Drafting Legislative Counsel Digests
The Legislative Counsel’s Digest summarizes the effects of the proposed bill on current law
By Chris Micheli, January 26, 2023 9:18 am
The purpose of the Legislative Counsel’s Digest, according to the Office of Legislative Counsel, is to summarize the effect of the proposed bill on current law. It is obviously prepared by the Office of Legislative Counsel and provides a brief summary of the changes the proposed bill would make to current law. The Digest is found in the beginning of each bill.
The following is an example from a recently introduced bill in the 2023 Legislative Session:
LEGISLATIVE COUNSEL’S DIGEST
SB 71, as introduced, Umberg.
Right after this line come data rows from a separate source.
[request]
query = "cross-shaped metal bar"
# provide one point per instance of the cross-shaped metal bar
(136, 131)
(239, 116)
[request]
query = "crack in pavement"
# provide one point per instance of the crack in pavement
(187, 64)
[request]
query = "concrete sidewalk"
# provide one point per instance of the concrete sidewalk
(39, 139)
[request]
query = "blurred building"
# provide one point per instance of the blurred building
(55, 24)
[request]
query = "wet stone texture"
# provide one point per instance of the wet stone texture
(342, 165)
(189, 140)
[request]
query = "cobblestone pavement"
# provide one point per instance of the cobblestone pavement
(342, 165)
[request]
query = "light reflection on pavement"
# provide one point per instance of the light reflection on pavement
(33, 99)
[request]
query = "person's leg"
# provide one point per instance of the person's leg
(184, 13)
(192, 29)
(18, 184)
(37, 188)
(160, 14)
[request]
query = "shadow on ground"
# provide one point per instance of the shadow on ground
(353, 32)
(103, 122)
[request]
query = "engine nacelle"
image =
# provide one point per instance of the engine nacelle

Jurisdiction: small claims and limited civil case.
Existing law provides that the small claims court has jurisdiction over actions seeking certain forms of relief, including money damages in specified amounts and claims brought by natural persons, not exceeding $10,000, except as specified. Existing law requires an action or special proceeding to be treated as a limited civil case if certain conditions exist, including, among others, that the amount in controversy does not exceed $25,000.
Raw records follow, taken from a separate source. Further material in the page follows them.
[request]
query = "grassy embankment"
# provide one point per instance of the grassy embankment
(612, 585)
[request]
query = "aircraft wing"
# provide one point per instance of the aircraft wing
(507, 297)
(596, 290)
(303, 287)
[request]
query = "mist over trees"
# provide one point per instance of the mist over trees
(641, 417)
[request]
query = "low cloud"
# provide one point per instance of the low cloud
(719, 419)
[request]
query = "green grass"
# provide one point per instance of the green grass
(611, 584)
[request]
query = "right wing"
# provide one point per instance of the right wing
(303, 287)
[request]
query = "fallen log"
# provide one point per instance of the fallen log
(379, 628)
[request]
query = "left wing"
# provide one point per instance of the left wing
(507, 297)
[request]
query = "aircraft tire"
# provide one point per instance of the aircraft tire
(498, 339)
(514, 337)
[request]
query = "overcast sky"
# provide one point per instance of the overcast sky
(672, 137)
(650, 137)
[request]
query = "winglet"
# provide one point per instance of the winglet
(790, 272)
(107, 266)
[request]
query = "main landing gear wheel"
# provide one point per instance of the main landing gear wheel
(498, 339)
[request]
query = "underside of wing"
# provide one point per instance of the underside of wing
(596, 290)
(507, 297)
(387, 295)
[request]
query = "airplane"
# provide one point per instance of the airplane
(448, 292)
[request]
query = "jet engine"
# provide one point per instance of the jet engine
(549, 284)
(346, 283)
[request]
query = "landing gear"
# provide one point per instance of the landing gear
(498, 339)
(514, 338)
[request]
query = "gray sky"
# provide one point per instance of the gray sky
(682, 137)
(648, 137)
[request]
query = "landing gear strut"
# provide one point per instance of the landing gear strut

This bill would increase the small claims court jurisdiction over actions brought by a natural person, if the amount does not exceed $25,000, except as specified, and would also increase the amount in controversy permitted in other specified actions within the jurisdiction of the small claims court. The bill would increase the limit on the amount in controversy for an action or special proceeding to be treated as a limited civil case to $100,000. The bill would also make technical, nonsubstantive changes to these provisions and make conforming changes.
Vote: majority Appropriation: no Fiscal Committee: yes Local Program: no
As a reader can see, the first item in the Digest is the subject line, which includes the bill number, whether it is the introduced or an amended version, the lead author’s name, and the subject of the bill.
Second is the summary of existing law (which always begins: “Existing law provides….”), following in the next paragraph with the summary of what the bill does to current law (which always begins: “This bill would…”).
Third are the four Digest Keys, which set forth the vote requirements, whether the bill contains an appropriation, whether the bill is to be rereferred to the fiscal committee, and whether the bill imposes a state-mandated local program.
In terms of the explanation of current law and the bill’s proposed changes to existing law, all of those provisions are written by the drafting attorney at the Office of Legislative Counsel who handles the bill. And, these two summaries (of existing law and what the bill proposes to do) are based upon current statutes and the bill language.
In other words, the Legislative Counsel drafting attorney basically has the citations, if you will, to existing law and the bill’s provisions to justify each of the statements found in the Digest to ensure its accuracy.